What does Palantir actually do? The $31 billion company is sometimes described as technology’s answer to management consulting. It was created after the 9/11 attacks to build software that could be used by intelligence agencies to counter terrorism, and then expanded to other government departments and businesses. Its software combs through data, summarizes information, discovers patterns and presents them in a useful and easy-to-understand manner. Its services have helped BP reduce production costs by about 60%, the company said. It is also the frontrunner for new seven-year NHS contracts worth up to £480m.

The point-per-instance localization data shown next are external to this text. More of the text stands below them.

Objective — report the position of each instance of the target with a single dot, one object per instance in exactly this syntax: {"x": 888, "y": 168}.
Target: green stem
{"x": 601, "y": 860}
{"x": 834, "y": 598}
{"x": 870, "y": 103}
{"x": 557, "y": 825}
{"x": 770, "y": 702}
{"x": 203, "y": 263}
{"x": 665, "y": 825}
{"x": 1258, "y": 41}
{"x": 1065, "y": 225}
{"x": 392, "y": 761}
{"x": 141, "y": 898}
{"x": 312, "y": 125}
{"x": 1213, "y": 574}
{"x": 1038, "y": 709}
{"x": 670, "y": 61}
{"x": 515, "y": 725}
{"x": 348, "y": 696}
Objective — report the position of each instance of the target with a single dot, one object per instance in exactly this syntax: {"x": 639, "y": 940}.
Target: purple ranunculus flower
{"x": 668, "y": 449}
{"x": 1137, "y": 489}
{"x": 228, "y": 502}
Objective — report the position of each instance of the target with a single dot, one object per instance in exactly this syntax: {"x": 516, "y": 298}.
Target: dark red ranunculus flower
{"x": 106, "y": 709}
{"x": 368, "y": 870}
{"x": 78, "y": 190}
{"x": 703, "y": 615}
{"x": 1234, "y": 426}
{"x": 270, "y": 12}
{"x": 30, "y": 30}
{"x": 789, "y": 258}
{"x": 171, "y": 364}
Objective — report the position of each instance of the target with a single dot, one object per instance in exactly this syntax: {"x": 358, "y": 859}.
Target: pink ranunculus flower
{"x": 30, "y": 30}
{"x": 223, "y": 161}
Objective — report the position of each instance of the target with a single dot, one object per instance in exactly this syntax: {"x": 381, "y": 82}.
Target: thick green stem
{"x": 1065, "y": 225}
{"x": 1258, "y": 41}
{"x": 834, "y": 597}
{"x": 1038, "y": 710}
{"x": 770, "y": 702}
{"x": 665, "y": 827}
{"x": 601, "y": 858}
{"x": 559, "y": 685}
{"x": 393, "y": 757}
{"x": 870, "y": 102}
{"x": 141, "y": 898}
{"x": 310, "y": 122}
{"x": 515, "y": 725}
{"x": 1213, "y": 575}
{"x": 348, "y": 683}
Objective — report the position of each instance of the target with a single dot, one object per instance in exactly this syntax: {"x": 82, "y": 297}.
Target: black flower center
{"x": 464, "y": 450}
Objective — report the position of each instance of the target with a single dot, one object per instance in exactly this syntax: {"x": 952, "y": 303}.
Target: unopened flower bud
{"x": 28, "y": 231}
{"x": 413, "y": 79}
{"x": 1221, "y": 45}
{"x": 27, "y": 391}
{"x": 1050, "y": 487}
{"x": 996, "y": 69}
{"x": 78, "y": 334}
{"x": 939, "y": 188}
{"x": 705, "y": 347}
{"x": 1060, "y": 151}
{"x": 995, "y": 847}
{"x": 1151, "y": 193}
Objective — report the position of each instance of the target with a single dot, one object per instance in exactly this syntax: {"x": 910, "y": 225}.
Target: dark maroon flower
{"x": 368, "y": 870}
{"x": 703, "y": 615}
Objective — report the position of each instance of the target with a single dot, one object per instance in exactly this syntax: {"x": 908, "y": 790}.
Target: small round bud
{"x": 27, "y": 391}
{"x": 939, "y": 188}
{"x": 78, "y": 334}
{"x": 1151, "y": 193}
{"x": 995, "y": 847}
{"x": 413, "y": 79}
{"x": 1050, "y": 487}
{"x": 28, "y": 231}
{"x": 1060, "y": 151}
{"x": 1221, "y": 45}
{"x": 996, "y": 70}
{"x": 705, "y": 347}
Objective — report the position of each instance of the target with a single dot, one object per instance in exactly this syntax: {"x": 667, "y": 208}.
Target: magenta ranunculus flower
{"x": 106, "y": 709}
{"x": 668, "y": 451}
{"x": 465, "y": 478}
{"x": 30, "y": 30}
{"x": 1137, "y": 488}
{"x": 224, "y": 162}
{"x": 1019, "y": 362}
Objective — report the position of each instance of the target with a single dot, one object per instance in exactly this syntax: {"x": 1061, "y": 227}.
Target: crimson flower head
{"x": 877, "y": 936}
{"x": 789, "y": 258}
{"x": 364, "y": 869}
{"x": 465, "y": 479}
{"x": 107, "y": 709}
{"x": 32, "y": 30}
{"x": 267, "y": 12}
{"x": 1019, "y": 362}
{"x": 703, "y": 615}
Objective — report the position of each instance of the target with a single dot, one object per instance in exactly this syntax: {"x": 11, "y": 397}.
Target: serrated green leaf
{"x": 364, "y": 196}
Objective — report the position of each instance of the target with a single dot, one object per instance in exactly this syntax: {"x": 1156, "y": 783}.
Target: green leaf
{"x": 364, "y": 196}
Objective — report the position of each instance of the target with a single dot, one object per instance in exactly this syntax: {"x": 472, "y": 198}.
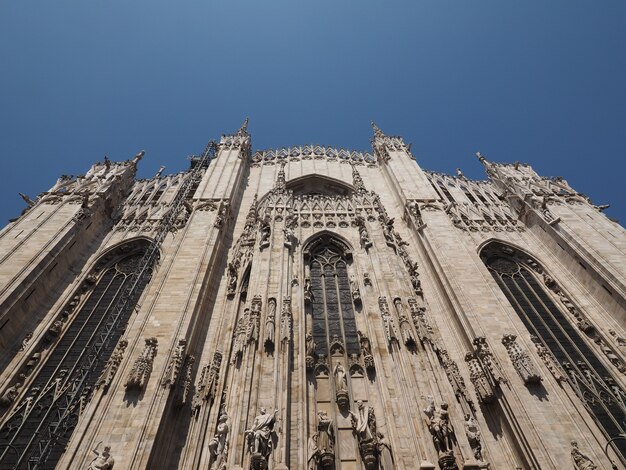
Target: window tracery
{"x": 331, "y": 300}
{"x": 555, "y": 335}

Over the past few years, however, Palantir has also become a cautionary tale of what can happen when a company known for working in the shadows steps toward the light. Named after the dark, visionary crystal ball in the Lord of the Rings trilogy, it has for a long time practiced the virtue of secrecy. The idea of ​​an impossibly omniscient tech company was irresistible to the media. In 2018, a Bloomberg article claimed the company “knows everything about you.” A few years later, the New York Times asked if it had seen “too much.”

CEO Alex Karp has done a good job of keeping Palantir’s eccentricity in check. He was known to enjoy German philosophy and described his desire to work with creative, “eccentric” people. When I was in the company’s Denver office, I saw a glass case displaying a drab office suit with a “break in case of emergency” sign.

When the company went public in late 2020, some of the glamor was gone. Suddenly, it’s subject to quarterly earnings reports and clichés from investors who want GAAP profits. The awkward truth is that Palantir hasn’t reported an annual profit in 20 years. This year is expected to be the first it breaks that spell.

Interest in artificial intelligence has restored the company to its mystique. Add in newfound profitability, and the result is a stock price rout. This helps the zeitgeist catch up to Palantir’s way of thinking. If AI does leave us forgotten, don’t expect Palantir to be surprised.